I know that the shift from neat and tidy to natural and idle can be a hard thing to embrace, especially when you’re used to a certain look. It’s okay to cut back anything that bothers you in it’s brown mess. Not everything has great winter structure. And it’s okay to relentlessly pluck little winter bittercress if it drives you crazy whenever you spy it. There are lot’s of “right” ways to garden. My hope is that you’ll welcome a bit more passive enjoyment in your garden. You deserve a break, and so do the insects and birds that perish with too much heavy handedness.

Leave me a comment below. I want to hear how you’ll get lazy in your garden!

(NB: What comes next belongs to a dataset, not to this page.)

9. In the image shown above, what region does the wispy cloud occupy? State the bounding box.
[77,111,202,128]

8 comments on “Lazy Habits in the Habitat Garden”

  1. June Brooks says:

    OMG, that is refreshing to read. I know that I am probably too much of a neatnik around my garden. Maybe I can learn to let things “go” just a bit. Thanks for the inspiration.

    June

    1. Leslie Davis says:

      Even making little changes can enhance the habitat in your garden! I’m looking forward to working with you, June!

  2. Krista says:

    Love these tips! Thanks Les!

    1. Leslie Davis says:

      You’re welcome, Krista. Glad it’s useful!

  3. Ray says:

    There’s nothing artistic about a meatball!!!! I love it! Always appreciate you, Leslie❤️

    1. Leslie Davis says:

      Thanks, Ray. There’s no meatballs allowed in your garden!

  4. Elaine Rogoza says:

    Hi Leslie! So many animals come and new plants show up too since you created my garden. My koi have never suffered a loss thanks to Aaron’s amazing pond design (even the great blue heron who visited could not get a fish snack!) Thank you for the great tips!

    1. Leslie Davis says:

      Awww, Elaine! I’m so happy to hear this! Your garden was a very special one for us to create. I’m delighted to hear it’s thriving and full of life! Much love to you.